Where you file your court application will depend on what issue you are applying to deal with, and where you, the other party, and perhaps the children, live. It may also depend on whether or not you were divorced from the other party. The Supreme Court (Family Division) and the Family Court operate using different sets of court rules, and may view jurisdiction differently.

Note that if you have a final order dealing with property, pensions, or debts, you probably cannot change that order. Usually, once these issues are finalized in an order, you cannot change them afterward. If you have an order for property, pensions, or debts that you want to try to have changed, you should speak to a lawyer for advice.

For a variation application - an application to change a court order - you must be able to show that there has been a material change in circumstances.

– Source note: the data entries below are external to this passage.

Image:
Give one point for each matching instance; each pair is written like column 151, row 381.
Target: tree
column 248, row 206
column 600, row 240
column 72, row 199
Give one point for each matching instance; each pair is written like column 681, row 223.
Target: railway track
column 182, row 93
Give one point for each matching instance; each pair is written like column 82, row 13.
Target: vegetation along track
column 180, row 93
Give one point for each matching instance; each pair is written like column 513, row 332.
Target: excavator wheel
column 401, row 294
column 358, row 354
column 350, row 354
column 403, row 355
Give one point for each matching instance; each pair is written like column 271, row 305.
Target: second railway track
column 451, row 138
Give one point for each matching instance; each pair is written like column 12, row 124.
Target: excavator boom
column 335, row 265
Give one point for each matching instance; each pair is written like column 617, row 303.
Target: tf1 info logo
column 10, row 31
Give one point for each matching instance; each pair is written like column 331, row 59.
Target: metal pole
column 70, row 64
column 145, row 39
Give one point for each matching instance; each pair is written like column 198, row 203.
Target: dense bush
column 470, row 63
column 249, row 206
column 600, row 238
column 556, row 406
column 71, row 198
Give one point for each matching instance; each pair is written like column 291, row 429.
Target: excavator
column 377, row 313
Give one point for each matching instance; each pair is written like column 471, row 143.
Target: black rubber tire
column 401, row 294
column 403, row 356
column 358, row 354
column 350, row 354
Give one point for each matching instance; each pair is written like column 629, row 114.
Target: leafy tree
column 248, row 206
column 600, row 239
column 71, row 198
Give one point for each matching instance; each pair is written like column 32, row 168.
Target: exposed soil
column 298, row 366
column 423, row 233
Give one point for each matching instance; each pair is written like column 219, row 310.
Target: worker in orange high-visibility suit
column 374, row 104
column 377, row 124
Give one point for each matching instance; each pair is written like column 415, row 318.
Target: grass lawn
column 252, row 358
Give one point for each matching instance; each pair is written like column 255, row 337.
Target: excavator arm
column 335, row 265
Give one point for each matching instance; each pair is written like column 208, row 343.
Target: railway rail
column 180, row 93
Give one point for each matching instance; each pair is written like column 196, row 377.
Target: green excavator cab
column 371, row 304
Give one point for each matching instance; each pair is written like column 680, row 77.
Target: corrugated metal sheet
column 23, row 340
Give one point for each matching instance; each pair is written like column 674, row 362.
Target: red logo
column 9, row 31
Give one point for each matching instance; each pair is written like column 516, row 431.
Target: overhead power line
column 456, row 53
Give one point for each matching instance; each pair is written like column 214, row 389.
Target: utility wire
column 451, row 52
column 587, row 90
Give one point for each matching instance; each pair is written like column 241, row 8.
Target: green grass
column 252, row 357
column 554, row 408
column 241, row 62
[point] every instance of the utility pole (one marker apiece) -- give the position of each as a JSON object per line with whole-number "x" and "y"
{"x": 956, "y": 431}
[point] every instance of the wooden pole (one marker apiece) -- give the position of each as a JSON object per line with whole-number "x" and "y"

Click here for a guide to making a variation application. This guide includes information, instruction, and forms links.

For contact information for the Nova Scotia courts, click here.

 

1. What is a ‘material change in circumstances’?

A material change in circumstances, sometimes called a ‘substantial’ change in circumstances, means that something important has changed in your situation, or your ex-partner’s or children’s situations, since your last order was made. As a result of this change, you feel you need to update your order. The change needs to be substantial, and not just a minor change.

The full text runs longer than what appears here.